This feels like a historic week. On April 9th we celebrated my firstborn sons 5th birthday, and it’s crazy how fast that has gone by. He can now make up crazy new stories, create very unique lego vehicles, convince his brother to do his dirty work, and help out with chores once in a while. April 9th is also significant for my business and family because that is the 4 year anniversary of me accepting a job offer from Faith Growth to work 20 hours a week as a freelance developer and leave my full-time position at an agency. I stayed on as their part-time lead WordPress developer for over a year and a half. Not having to commute anymore and being able to work from home all the time is great for the family. Having the potential to make 2-3x what I was making at an agency, with schedule flexibility, is wonderful. Over the last 4 years I haven’t always known if I was going to have enough billable work to do in the week, but it’s been steady enough that my family has never had to worry that we won’t be able to pay the bills or have food to eat. I love what I do and really appreciate the clients, bosses, mentors, and coworkers that have helped me get here.
Practical Ecommerce
I have let my clients know again and again that I am not an SEO expert, a Google Analytics expert, a Google Tag Manager expert, or a Google Adwords expert, but that doesn’t stop me from always needing to learn more about how those elements affect a website’s search engine performance, financial well-being, and page loading speed. This week we dug into sitemap issues with Practical Ecommerce because my client was concerned that Google was crawling old sitemaps and maybe spending too much effort following redirects from old URLs to new URLs.
As part of the investigative process, the client bought me a license for the Screaming frog SEO Log File Analyser. I’ve used Screaming frogs SEO Spider briefly in the past but have never looked at their Log analyser tool.
I logged into the hosting control panel, downloaded the (very large) raw access logs for the site, and opened them up in the Analyser. The tool filters the site traffic down to just the URLs that search engine bots have accessed, so that I can get a better idea of how bots are crawling the site and where there may be problems. I can type in the slug for a page like “amazon-ecommerce” and see any bot traffic with that in the URL. This means if bots went to https://domain.com/amazon-ecommerce, https://domain.com/amazon-ecommerce/page/500, or https://domain.com/category/marketing/amazon-ecommerce, or https://domain.com/5342342-amazon-ecommerce they all show up as separate items. I can see how many times the URL was visited, which bots visited it (Google, Bing, etc), and the HTTP status of the request (200 okay, 404 not found, 301 redirect, etc).

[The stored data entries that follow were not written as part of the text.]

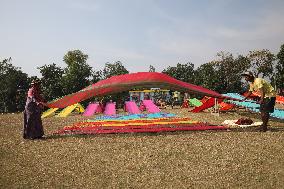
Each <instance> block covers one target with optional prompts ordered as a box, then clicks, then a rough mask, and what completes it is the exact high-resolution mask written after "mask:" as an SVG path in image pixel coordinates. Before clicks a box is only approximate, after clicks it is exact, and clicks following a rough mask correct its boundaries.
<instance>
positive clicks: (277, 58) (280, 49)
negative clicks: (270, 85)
mask: <svg viewBox="0 0 284 189" xmlns="http://www.w3.org/2000/svg"><path fill="white" fill-rule="evenodd" d="M277 59H278V61H277V64H276V86H277V88H278V89H280V91H282V92H281V95H284V91H283V90H284V44H283V45H281V47H280V51H279V52H278V54H277Z"/></svg>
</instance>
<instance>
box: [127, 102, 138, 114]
mask: <svg viewBox="0 0 284 189" xmlns="http://www.w3.org/2000/svg"><path fill="white" fill-rule="evenodd" d="M125 109H126V111H127V112H128V113H130V114H140V113H141V112H140V110H139V108H138V106H137V105H136V103H135V102H133V101H127V102H125Z"/></svg>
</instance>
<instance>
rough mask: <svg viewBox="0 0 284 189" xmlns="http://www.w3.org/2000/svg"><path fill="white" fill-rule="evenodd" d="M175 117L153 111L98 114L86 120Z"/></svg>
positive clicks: (174, 116)
mask: <svg viewBox="0 0 284 189" xmlns="http://www.w3.org/2000/svg"><path fill="white" fill-rule="evenodd" d="M166 117H176V114H169V113H162V112H159V113H153V114H128V115H114V116H106V115H104V116H98V117H96V118H95V119H89V120H88V121H94V120H96V121H98V120H131V119H154V118H166Z"/></svg>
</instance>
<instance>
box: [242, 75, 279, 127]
mask: <svg viewBox="0 0 284 189" xmlns="http://www.w3.org/2000/svg"><path fill="white" fill-rule="evenodd" d="M242 76H244V77H245V80H246V81H248V82H250V87H249V91H248V93H247V94H246V96H245V98H244V100H245V99H247V98H248V97H249V96H250V95H251V94H252V93H253V92H258V93H259V94H260V100H259V104H260V109H259V110H260V113H261V120H262V122H263V123H262V126H261V128H260V131H263V132H265V131H267V123H268V120H269V117H270V115H269V113H273V112H274V106H275V100H276V92H275V90H274V88H273V87H272V85H271V84H270V83H269V82H267V81H266V80H264V79H262V78H255V77H254V75H253V73H252V72H245V73H243V74H242Z"/></svg>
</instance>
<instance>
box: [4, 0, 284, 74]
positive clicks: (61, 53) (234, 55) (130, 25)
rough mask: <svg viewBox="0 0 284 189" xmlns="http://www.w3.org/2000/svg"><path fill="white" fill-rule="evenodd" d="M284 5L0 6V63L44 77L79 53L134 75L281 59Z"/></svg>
mask: <svg viewBox="0 0 284 189" xmlns="http://www.w3.org/2000/svg"><path fill="white" fill-rule="evenodd" d="M283 12H284V1H283V0H270V1H268V0H175V1H174V0H0V24H1V30H0V44H1V45H0V60H2V59H4V58H8V57H12V63H13V65H15V66H18V67H21V69H22V70H23V71H24V72H25V73H27V74H29V76H32V75H38V76H39V75H40V74H39V71H38V70H37V67H38V66H43V65H45V64H52V63H55V64H57V65H58V66H60V67H62V68H64V67H65V66H66V65H65V63H64V62H63V56H64V55H65V54H66V53H67V52H68V51H69V50H75V49H79V50H81V51H82V52H83V53H85V54H88V55H89V59H88V61H87V63H88V64H89V65H90V66H92V67H93V68H94V69H96V70H99V69H102V68H103V67H104V65H105V63H106V62H110V63H114V62H115V61H121V62H122V64H123V65H124V66H125V67H126V69H128V70H129V71H130V72H138V71H148V70H149V66H150V65H153V66H154V67H155V68H156V71H162V69H164V68H167V67H168V66H175V65H176V64H177V63H182V64H185V63H187V62H192V63H194V64H195V68H197V67H198V66H200V65H201V64H204V63H206V62H209V61H211V60H215V59H216V54H217V53H218V52H220V51H226V52H230V53H232V54H233V55H234V56H237V55H239V54H242V55H246V54H247V53H248V52H249V51H251V50H261V49H268V50H270V51H271V52H272V53H275V54H276V53H277V52H278V51H279V48H280V46H281V45H282V44H284V13H283Z"/></svg>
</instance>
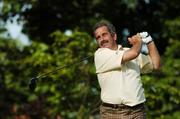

It’s fun to go through and see the different URLs that bots will visit and then try to figure out how they even found that URL in the first place. We checked that any redirects are happening efficiently and that Googlebot wasn’t going down a long rabbit trail of redirects. Looking at our sitemaps that Google was crawling in Search Console, we discovered that there was an old sitemap from a few years ago they had referenced. The sitemap had not changed in years and it was from before the site had moved from HTTP to HTTPS URLs, so every link to an article was to the old HTTP version of the URL. This means that when Google would visit the links in that sitemap it would first try the HTTP URL and then follow a 301 redirect to the new secure URL. Once we found this, we quickly deleted the old sitemap and told Google Search Console to not use it any more. Now that we have the tools in place for analysing the log files, I am sure that there will be more detective work to be done in the future, when Google informs us of coverage issues.
Wrapping up
I also spent a few more days building Gutenberg blocks and refactoring some of the blocks I created over the last month. A couple of the blocks had very similar functionality with sortable posts and a post selection tool, so the prudent thing to do was moving common functionality out of the individual block folder and into a common components folder. Each block is now easier to maintain, and if we need to improve the functionality of the common components we can change it quickly in one spot instead of multiple files. After the abstraction of common components, I was able to create a new similar block even faster than I had in the past. Going back to clean up code from a few weeks before and improving upon it was definitely a worthwhile investment.